The country is set to become a reinsurance hub with the International Financial Services Centre Authority (IFSCA), India’s first single regulator for the Gujarat-based International Financial Services Centre (IFSC), announcing a new liberal regulatory regime for facilitating the formation of various international and Indian insurance businesses in the Gujarat International Finance Tec-City (GIFT City).

The regulations for setting up IFSC Insurance Offices (IIOs) and IFSC Insurance Intermediaries Offices (IIIOs) were notified by the IFSCA on October 22. The new facilities will help India to develop a global reinsurance hub in the country, competing with offshore financial centres like Singapore, Dubai and Hong Kong, which currently dominate the insurance business in Asia.

“Even non-insurance entities can incorporate public companies in IFSC and undertake insurance or reinsurance business. Similarly, Indian insurance companies can set up subsidiaries to undertake insurance or reinsurance business as IIO,” said an insurance official. Foreign intermediaries will also be allowed to set up IIOs alongside Irdai registered intermediaries like insurance brokers and corporate agents.

Although IFSC offers zero tax provision for 10 years, no foreign reinsurer has set up operations in the centre till now. Global reinsurers can procure business from the region around India by setting up an operation in the GIFT City, said an insurance analyst.

Under the new regulations, foreign insurers and reinsurers can set up branch offices as IIOs to undertake insurance or reinsurance business from IFSC either by setting up branches or subsidiaries. Even Indian insurance and reinsurance companies including foreign reinsurance branches (FRBs) registered with Irdai can also set up branch offices to undertake insurance or reinsurance business from IFSC.

In the case of a branch, a player doesn’t have to bring in any capital and with regard to subsidiaries, new insurance or reinsurance companies will require a paid-up capital (as per Insurance Act, 1938) of Rs 100 crore for insurance and Rs 200 crore for reinsurance.

The new rules specify that no onshore assigned capital will be required for foreign insurers or foreign reinsurers setting up IIOs as branches. The assigned capital of $1.5 million can be maintained in home jurisdictions. Further, there’s no onshore solvency requirement for IIO in the IFSC. Also, the assigned capital solvency margin will have to be maintained in the home jurisdiction.

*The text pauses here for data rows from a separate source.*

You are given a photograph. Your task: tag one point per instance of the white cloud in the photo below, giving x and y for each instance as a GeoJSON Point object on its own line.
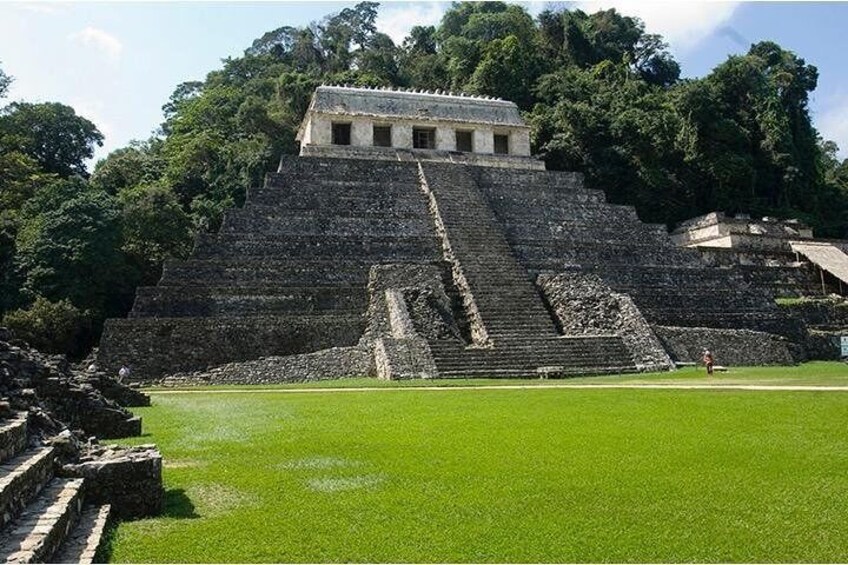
{"type": "Point", "coordinates": [396, 22]}
{"type": "Point", "coordinates": [682, 24]}
{"type": "Point", "coordinates": [101, 40]}
{"type": "Point", "coordinates": [833, 125]}
{"type": "Point", "coordinates": [41, 8]}
{"type": "Point", "coordinates": [92, 110]}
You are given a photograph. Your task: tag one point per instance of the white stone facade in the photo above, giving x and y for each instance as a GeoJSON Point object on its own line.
{"type": "Point", "coordinates": [404, 112]}
{"type": "Point", "coordinates": [317, 130]}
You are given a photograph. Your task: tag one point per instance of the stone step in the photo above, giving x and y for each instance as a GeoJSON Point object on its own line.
{"type": "Point", "coordinates": [177, 301]}
{"type": "Point", "coordinates": [471, 372]}
{"type": "Point", "coordinates": [338, 202]}
{"type": "Point", "coordinates": [338, 168]}
{"type": "Point", "coordinates": [42, 527]}
{"type": "Point", "coordinates": [13, 436]}
{"type": "Point", "coordinates": [244, 221]}
{"type": "Point", "coordinates": [351, 207]}
{"type": "Point", "coordinates": [22, 477]}
{"type": "Point", "coordinates": [154, 347]}
{"type": "Point", "coordinates": [83, 543]}
{"type": "Point", "coordinates": [312, 247]}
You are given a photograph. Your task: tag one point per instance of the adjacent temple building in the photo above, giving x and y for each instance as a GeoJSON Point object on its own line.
{"type": "Point", "coordinates": [415, 236]}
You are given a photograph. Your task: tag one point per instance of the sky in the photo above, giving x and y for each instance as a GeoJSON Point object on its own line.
{"type": "Point", "coordinates": [118, 63]}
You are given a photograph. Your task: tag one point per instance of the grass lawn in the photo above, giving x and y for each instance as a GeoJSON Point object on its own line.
{"type": "Point", "coordinates": [544, 475]}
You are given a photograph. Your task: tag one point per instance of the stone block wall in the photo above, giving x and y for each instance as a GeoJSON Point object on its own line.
{"type": "Point", "coordinates": [286, 274]}
{"type": "Point", "coordinates": [130, 479]}
{"type": "Point", "coordinates": [584, 305]}
{"type": "Point", "coordinates": [729, 347]}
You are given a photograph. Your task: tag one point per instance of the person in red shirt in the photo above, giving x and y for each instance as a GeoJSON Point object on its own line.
{"type": "Point", "coordinates": [709, 361]}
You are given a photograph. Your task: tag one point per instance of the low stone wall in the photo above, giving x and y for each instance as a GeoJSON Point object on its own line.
{"type": "Point", "coordinates": [822, 313]}
{"type": "Point", "coordinates": [13, 436]}
{"type": "Point", "coordinates": [155, 347]}
{"type": "Point", "coordinates": [24, 483]}
{"type": "Point", "coordinates": [56, 397]}
{"type": "Point", "coordinates": [130, 479]}
{"type": "Point", "coordinates": [824, 345]}
{"type": "Point", "coordinates": [333, 363]}
{"type": "Point", "coordinates": [729, 347]}
{"type": "Point", "coordinates": [583, 305]}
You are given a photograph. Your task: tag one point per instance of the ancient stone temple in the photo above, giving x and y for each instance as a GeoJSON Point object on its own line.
{"type": "Point", "coordinates": [415, 236]}
{"type": "Point", "coordinates": [781, 257]}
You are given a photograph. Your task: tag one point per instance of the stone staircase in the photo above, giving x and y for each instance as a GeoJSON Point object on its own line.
{"type": "Point", "coordinates": [513, 330]}
{"type": "Point", "coordinates": [42, 517]}
{"type": "Point", "coordinates": [554, 224]}
{"type": "Point", "coordinates": [285, 275]}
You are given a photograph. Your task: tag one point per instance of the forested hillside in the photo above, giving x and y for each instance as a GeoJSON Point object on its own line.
{"type": "Point", "coordinates": [603, 95]}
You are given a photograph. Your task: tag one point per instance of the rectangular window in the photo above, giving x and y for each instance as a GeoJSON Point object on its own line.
{"type": "Point", "coordinates": [341, 134]}
{"type": "Point", "coordinates": [423, 138]}
{"type": "Point", "coordinates": [501, 144]}
{"type": "Point", "coordinates": [463, 141]}
{"type": "Point", "coordinates": [382, 136]}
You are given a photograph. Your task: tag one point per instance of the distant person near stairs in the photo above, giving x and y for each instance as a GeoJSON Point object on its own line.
{"type": "Point", "coordinates": [709, 361]}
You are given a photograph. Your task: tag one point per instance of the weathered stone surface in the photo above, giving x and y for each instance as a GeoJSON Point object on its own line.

“The new regulations have the potential of unlocking opportunities for global insurers and reinsurers. The regulatory framework is very friendly and addresses the aspirations and expectations of the players,” said Satyendra Shrivastava, senior partner, Consortia Legal. The new regulations also, for the first time, allow managing general agents under a binding agreement while a delegated authority from foreign insurers or foreign reinsurers will also be able to set up an IIO.